I would say, if you don't want your xml validated, then stick it in a CDATA. My guess is that in the case Alan is looking at, he wants the inner xml validated because it is a geronimo security descriptor.
I'm worried about the case where we validate our plan, and the
inner content includes, say, namespaces with HTTP references to schemas,
and we end up trying to validate the inner content, perhaps having trouble
due to slow network connections to wherever the schemas are stored, or
something like that.
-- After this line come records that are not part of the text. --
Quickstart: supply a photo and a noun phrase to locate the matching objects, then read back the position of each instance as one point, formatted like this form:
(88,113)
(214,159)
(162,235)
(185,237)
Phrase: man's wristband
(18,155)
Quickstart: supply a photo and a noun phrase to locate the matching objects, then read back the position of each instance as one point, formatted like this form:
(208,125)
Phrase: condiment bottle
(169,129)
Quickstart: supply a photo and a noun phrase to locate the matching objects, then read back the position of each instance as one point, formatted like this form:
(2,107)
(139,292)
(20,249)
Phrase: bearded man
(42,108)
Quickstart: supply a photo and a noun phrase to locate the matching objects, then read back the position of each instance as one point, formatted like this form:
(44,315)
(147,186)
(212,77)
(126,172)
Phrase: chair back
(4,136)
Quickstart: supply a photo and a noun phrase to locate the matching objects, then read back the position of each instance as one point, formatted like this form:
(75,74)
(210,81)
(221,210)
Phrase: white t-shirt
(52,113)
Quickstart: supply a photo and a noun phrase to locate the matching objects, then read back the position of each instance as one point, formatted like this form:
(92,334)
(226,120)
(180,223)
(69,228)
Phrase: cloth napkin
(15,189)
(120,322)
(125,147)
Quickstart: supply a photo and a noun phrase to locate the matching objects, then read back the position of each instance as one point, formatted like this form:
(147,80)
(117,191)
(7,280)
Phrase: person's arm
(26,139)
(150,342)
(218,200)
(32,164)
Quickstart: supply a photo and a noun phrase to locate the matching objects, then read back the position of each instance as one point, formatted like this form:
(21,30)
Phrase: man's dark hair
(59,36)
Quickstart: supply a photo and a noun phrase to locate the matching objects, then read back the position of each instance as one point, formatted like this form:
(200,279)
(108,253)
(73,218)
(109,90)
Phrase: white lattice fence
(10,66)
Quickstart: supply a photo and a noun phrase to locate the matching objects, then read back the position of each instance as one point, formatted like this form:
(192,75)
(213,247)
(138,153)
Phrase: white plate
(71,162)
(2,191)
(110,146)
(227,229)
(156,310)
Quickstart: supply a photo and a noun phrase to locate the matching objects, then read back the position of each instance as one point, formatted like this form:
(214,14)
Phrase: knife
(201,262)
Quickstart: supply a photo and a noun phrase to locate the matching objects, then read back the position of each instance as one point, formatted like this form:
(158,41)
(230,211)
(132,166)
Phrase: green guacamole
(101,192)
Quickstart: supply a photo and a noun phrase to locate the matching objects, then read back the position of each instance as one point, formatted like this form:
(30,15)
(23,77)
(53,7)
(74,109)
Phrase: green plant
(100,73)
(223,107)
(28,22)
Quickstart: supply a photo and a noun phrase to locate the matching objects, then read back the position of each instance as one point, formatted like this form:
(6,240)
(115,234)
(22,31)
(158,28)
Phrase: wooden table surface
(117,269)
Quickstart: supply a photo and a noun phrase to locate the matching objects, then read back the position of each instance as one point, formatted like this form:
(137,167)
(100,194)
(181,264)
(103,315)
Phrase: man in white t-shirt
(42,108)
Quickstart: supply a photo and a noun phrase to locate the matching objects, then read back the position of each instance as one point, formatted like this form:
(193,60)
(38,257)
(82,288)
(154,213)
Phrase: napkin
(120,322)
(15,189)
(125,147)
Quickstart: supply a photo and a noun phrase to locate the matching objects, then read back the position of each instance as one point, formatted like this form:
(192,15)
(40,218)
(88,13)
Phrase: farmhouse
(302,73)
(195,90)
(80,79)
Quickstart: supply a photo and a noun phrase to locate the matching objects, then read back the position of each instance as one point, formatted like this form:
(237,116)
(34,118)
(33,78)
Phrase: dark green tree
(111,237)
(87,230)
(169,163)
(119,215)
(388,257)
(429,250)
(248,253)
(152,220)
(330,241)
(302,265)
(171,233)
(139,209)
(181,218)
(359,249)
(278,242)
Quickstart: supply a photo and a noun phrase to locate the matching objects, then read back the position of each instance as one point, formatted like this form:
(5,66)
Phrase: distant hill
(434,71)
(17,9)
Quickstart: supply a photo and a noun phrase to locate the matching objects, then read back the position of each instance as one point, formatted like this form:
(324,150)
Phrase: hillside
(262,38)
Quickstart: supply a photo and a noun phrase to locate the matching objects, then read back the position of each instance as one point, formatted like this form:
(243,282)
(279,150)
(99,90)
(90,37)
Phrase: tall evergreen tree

I'd rather just treat all the "inner" data as an
unrecognizable blob, which is what CDATA provides.
Also, I'm not sure we should always fail if it's invalid -- what if the PropertyEditor (or whatever's going to handle it) is quite forgiving but it looks bad to us?
For instance, suppose the attribute content is a jmx mlet tag -- looks like xml but isn't (no closing tag stuff at the end)
That is a poor argument. If it is not valid xml, then of course you can't have it naked. Just like if you had text containing special characters. But what about the case where you have have a schema and valid xml?
On another subject.... Aaron brings up an important point. How do we extend our XML schema catalog, so users can provide additional schemas to the processor? Can we have a schema directory that is scanned on startup?